B) Stay the hell away, either taking whatever (as you say, probably dismal) sum the government will offer for the land in 6 months, or sell it for peanuts to a speculator now.
Clearly, it's a self-fulfilling prophecy. Many people have already lost nearly everything, and although they probably would be will to put whatever was left into rebuilding under normal personal property protections, this threat from the local government will be too much, and huge numbers will turn to choice B. Then, when the time comes to take the land from those who picked A, what will they say? "Well, the people simply didn't want to move back."
It's practically a Mafia-style strongarm tactic. I knew nothing good could come of that last very spurious eminent domain ruling by the Supreme Court.
no subject
That property became JFK Airport.
If only Grandpa was able to strike a better deal ...
no subject
Date: 2006-01-12 07:23 pm (UTC)That does not damn eminent domain as a concept -- the ability of the government to seize land has been a governmental power for as long as governments have existed, and the new-at-the-time provision in the US Constitution regarding it was the requirement that the owner be compensated.
The answer here ist to vote the fuckers out -- the problem with Iraq is not the government's ability to make war, or even the theoretical ability to conscript, but rather THIS war.
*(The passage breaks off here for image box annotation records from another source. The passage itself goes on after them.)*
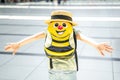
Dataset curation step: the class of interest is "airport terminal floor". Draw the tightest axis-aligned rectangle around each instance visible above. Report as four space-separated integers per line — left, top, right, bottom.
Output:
0 0 120 80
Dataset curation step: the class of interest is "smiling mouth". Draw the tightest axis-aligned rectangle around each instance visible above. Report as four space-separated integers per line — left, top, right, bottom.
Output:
56 30 65 34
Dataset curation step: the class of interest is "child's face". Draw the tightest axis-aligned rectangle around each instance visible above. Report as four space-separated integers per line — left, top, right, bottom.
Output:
48 21 73 38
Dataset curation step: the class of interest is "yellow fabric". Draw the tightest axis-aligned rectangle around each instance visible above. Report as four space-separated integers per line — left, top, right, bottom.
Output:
44 48 74 56
52 42 70 47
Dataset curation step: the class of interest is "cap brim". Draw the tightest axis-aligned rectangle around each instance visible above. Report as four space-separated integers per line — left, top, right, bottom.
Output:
45 19 77 26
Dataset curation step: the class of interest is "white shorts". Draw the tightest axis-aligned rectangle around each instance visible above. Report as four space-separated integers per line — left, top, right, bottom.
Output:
49 70 77 80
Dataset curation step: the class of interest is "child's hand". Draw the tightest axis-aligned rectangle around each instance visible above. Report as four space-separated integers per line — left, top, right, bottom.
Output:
5 43 20 55
96 43 113 56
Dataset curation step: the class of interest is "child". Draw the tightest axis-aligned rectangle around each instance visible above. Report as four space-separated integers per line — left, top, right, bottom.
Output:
5 10 112 80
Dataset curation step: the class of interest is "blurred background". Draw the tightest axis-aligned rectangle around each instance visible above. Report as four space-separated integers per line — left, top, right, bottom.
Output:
0 0 120 80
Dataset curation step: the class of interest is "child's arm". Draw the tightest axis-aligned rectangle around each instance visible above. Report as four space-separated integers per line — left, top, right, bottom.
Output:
5 32 45 55
76 32 112 56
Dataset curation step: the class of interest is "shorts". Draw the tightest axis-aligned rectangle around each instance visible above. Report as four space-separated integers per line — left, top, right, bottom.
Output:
49 70 77 80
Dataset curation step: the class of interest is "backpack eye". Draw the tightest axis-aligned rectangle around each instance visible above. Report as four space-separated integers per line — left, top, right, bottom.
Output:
62 23 67 27
54 23 59 27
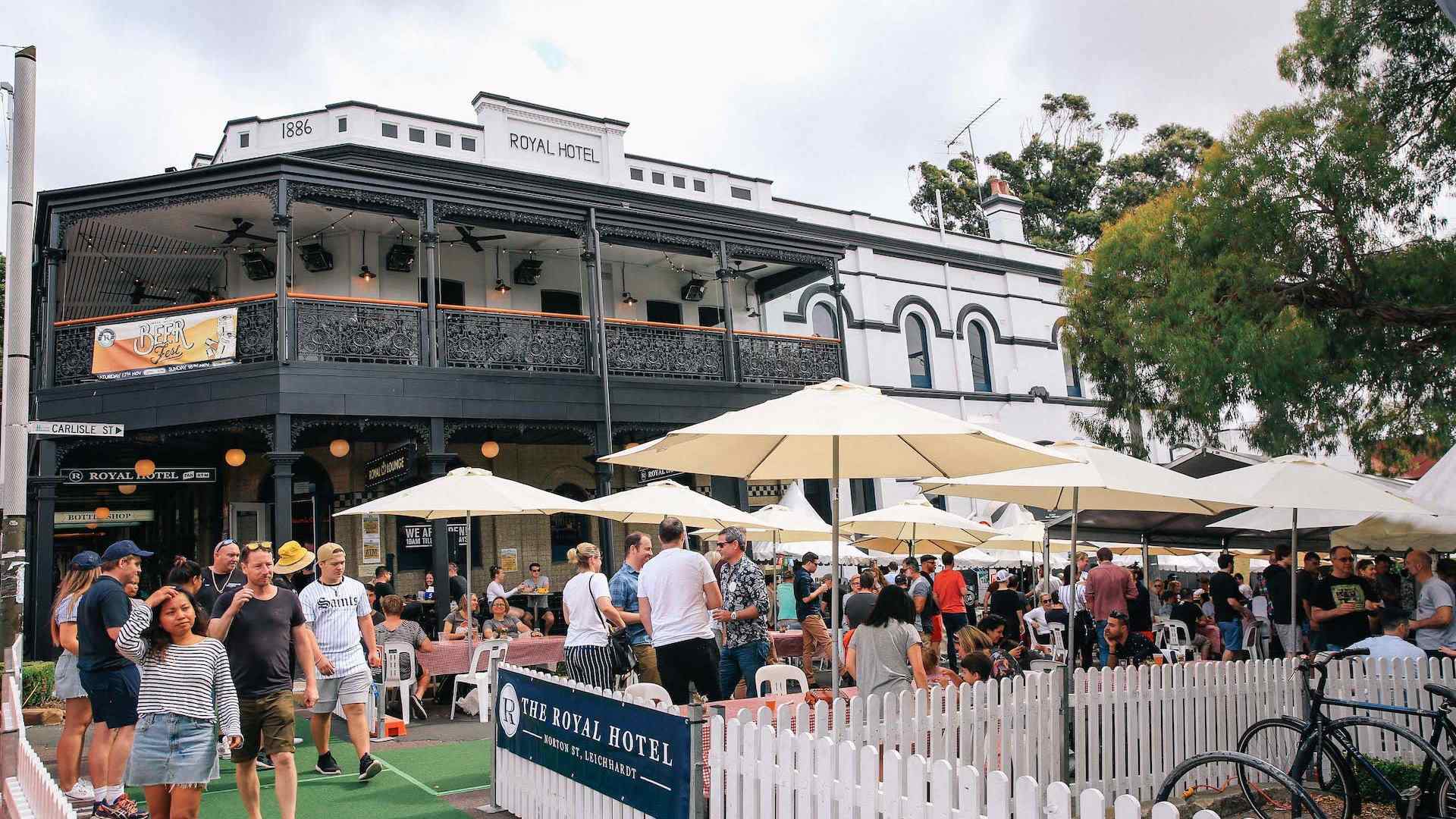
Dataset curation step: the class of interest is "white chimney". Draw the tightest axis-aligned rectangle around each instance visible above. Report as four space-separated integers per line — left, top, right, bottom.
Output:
981 177 1027 245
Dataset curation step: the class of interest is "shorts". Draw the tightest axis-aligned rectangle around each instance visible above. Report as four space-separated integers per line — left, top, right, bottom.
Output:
55 651 86 699
80 663 141 729
125 714 217 787
313 666 374 714
1219 620 1244 651
236 689 293 762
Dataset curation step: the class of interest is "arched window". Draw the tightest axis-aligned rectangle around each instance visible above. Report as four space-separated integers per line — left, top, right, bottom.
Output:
551 484 592 563
905 313 930 389
810 302 839 338
965 322 992 392
1057 326 1082 398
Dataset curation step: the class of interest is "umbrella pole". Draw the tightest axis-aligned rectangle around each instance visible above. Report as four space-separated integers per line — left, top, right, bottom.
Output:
1065 487 1082 783
833 436 839 690
1284 507 1299 647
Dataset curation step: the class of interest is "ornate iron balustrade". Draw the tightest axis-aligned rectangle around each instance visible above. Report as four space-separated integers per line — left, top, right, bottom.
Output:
51 297 278 386
734 335 845 383
291 299 425 364
440 307 592 373
607 321 726 381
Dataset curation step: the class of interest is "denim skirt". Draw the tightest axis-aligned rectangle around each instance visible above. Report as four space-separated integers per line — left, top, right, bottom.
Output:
55 651 86 699
127 714 217 786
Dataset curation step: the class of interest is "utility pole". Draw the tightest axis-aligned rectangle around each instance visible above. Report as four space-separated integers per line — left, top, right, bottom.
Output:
0 46 36 777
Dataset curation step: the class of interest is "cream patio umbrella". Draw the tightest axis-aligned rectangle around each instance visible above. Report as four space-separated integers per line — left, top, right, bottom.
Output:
601 379 1067 695
1198 455 1434 623
918 441 1250 775
334 466 578 623
546 479 776 531
840 497 999 554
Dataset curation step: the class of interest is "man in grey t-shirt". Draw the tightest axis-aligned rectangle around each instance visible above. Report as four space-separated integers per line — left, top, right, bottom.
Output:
1405 551 1456 657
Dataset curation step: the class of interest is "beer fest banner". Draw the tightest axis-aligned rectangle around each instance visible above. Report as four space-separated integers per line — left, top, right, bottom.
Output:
92 307 237 381
495 669 690 819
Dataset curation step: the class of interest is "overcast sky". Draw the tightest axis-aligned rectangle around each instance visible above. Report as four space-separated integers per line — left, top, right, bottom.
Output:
0 0 1303 247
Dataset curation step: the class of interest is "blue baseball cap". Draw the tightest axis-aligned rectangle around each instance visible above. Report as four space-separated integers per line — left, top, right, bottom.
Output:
100 541 152 563
71 549 100 570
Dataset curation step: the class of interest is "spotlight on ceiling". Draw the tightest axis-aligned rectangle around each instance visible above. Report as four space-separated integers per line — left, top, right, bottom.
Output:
299 242 334 272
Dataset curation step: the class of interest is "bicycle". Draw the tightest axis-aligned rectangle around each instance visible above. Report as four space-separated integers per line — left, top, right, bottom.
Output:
1236 648 1456 819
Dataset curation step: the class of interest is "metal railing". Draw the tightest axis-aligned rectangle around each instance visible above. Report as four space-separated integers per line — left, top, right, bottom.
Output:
734 332 845 383
440 307 594 373
607 319 728 381
288 296 425 364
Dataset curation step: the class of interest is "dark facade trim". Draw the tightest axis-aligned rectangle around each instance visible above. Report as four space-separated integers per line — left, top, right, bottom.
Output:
890 296 956 338
287 182 425 218
435 201 587 239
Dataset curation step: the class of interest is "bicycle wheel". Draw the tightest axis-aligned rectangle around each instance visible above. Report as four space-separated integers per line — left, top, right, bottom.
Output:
1155 751 1339 819
1236 717 1360 819
1329 714 1456 817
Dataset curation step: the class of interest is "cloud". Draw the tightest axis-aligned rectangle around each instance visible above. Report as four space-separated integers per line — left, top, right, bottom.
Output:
0 0 1301 247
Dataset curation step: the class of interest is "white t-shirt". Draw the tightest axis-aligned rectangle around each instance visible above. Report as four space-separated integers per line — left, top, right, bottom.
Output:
299 576 373 679
638 547 718 647
560 571 611 648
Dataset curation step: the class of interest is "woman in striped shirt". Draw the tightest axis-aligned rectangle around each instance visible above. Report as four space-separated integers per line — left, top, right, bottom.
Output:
117 586 243 819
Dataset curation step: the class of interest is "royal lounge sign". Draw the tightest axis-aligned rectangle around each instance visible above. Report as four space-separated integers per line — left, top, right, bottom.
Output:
61 466 217 484
92 307 237 379
364 444 415 490
495 669 690 819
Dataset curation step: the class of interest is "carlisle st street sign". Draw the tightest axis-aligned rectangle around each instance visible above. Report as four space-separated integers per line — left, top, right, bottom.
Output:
25 421 127 438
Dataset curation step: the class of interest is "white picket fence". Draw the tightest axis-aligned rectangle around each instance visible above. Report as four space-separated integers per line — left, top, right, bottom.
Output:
0 655 76 819
708 717 1217 819
709 661 1456 800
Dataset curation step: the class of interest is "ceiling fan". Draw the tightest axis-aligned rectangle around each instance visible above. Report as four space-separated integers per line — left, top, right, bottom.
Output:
102 278 176 305
192 215 277 245
456 224 505 253
187 287 223 305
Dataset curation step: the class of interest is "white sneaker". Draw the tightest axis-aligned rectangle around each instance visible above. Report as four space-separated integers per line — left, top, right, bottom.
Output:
65 780 96 802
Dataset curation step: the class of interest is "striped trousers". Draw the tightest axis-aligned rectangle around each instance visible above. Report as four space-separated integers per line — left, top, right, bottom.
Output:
565 645 611 691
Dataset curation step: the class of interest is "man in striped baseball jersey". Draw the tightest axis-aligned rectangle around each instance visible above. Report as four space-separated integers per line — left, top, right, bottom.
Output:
299 544 383 781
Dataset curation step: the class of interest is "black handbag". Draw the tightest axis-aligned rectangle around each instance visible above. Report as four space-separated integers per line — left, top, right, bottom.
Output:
588 587 636 676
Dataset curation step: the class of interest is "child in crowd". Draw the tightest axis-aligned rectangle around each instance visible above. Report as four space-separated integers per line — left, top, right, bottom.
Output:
117 586 243 819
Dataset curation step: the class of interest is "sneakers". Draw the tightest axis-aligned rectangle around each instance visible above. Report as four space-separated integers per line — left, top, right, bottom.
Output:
313 751 344 777
65 780 96 802
359 754 384 783
92 794 152 819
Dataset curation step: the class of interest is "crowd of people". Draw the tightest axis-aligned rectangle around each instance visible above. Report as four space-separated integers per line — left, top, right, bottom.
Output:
51 539 393 819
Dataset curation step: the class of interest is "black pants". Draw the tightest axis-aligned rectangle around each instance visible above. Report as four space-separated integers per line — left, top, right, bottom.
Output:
940 612 968 673
655 639 723 705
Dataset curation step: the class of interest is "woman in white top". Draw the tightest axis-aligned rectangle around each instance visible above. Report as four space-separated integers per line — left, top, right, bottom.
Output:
560 544 626 691
51 551 100 802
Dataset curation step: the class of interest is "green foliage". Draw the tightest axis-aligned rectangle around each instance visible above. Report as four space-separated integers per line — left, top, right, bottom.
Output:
910 93 1213 252
20 661 55 708
1065 0 1456 469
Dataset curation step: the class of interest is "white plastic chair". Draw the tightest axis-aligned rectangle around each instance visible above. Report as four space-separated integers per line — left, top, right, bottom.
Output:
378 642 418 723
755 663 810 697
1046 623 1067 663
623 682 673 705
450 640 507 723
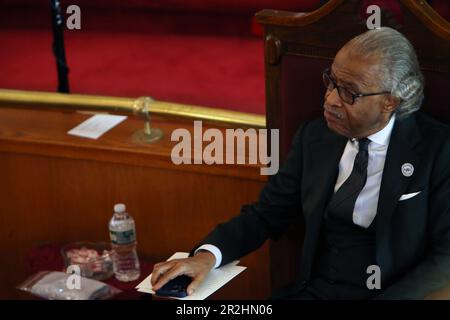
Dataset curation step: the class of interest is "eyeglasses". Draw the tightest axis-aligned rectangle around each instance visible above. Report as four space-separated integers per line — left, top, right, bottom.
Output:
322 69 390 105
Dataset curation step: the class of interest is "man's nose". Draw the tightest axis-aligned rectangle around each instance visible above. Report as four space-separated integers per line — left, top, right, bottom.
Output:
325 88 342 107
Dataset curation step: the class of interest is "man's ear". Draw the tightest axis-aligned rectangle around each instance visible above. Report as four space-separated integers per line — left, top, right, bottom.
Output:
383 94 400 113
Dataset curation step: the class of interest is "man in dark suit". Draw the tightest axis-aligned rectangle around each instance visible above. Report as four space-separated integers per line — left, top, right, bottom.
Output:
152 28 450 299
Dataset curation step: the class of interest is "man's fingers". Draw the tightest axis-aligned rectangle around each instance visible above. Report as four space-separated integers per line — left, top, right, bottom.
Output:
153 266 184 291
151 262 174 285
187 275 205 295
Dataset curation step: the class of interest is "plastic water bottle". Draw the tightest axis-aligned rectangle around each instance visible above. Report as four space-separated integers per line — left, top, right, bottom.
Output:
109 203 140 282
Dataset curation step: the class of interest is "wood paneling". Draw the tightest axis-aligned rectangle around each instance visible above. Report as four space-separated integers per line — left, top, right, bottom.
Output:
0 109 270 298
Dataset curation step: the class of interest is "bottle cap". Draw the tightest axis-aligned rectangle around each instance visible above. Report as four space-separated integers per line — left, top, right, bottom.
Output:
114 203 125 213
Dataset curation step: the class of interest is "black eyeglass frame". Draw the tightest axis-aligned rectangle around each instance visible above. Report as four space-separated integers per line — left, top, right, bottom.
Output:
322 68 391 105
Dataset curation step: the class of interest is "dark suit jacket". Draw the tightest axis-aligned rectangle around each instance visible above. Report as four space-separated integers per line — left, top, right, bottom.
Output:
201 113 450 299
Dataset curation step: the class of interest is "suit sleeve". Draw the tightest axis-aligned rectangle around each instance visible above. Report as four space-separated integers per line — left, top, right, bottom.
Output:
377 139 450 299
192 124 307 265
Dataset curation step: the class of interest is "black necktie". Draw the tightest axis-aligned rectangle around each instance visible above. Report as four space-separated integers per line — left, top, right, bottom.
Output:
328 138 370 224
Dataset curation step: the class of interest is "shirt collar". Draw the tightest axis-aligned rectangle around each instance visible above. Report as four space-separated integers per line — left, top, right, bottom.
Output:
367 113 395 145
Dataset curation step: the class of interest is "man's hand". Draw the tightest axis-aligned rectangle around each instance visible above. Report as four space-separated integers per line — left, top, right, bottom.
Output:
151 251 216 295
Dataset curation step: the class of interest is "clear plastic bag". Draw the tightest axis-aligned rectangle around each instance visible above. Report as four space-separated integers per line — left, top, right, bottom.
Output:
17 271 121 300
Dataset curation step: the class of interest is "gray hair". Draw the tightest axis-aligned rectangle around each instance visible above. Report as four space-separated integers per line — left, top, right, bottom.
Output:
345 27 425 118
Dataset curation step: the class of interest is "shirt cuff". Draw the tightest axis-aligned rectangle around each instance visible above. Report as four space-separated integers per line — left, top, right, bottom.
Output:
194 244 222 269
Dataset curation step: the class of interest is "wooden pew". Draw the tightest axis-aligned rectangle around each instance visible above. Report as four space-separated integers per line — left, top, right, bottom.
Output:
0 108 270 299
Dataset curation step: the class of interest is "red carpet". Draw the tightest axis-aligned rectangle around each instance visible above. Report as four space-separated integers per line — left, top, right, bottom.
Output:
0 30 265 114
0 0 450 114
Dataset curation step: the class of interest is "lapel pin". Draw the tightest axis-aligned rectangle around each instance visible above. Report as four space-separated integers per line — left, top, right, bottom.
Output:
402 163 414 177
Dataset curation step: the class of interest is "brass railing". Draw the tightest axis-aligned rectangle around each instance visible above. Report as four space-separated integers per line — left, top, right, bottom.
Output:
0 89 266 128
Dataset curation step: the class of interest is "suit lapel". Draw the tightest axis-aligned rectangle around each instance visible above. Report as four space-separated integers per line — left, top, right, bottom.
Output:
375 116 420 279
301 128 347 278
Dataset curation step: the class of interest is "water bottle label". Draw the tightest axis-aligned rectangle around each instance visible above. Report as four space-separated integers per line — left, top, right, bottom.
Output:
109 229 136 244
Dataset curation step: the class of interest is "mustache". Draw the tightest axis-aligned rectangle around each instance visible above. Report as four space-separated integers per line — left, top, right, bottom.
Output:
323 103 344 119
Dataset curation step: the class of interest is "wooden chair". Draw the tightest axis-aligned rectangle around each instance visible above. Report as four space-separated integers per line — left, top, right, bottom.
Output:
256 0 450 296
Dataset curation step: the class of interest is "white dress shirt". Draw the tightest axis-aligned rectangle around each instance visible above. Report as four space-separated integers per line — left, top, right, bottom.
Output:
199 114 395 268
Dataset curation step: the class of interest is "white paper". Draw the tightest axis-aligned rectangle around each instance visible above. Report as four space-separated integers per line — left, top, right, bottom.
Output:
68 114 127 139
136 252 247 300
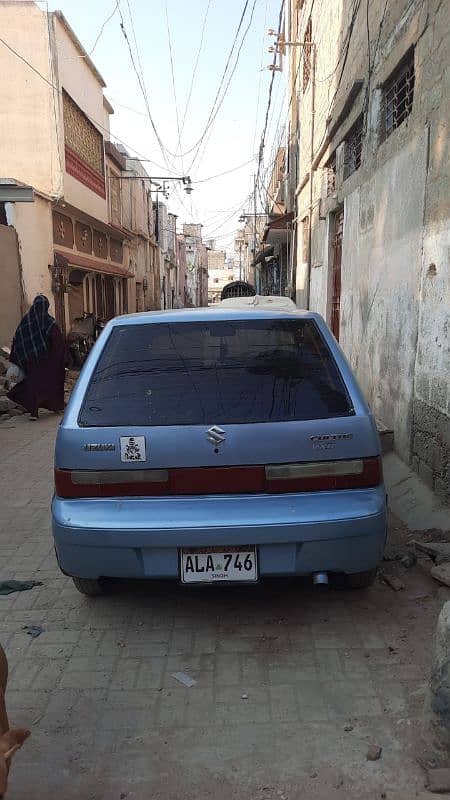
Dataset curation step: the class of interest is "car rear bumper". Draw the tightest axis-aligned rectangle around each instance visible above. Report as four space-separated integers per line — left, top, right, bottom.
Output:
52 486 386 579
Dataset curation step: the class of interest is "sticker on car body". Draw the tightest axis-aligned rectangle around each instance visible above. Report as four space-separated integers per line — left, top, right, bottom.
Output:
120 436 146 463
Similarly, the problem is not the government's seizure, condemnation, or eminent domain powers (all are being used here), or the rules of escheat (also, I suspect, at issue), but rather HOW they are being used.
And this has little-to-nothing to do with Kelo, the last eminent domain ruling, which was a very run-of-the mill use of eminent domain (as was JFK -- there WAS a governmental need, and it WAS used for a public purpose). The problem here is the poisonous way the fedgov has chosen to go about rebuilding the Crescent City. The solution for New Orleans is to do what was promised: BUILD FUCKING DIKES AND LEVEES. Anything else is just a scam and a shame, and any use of eminent domain is merely one tool being used for evil, itself actually quite inoffensive and useful.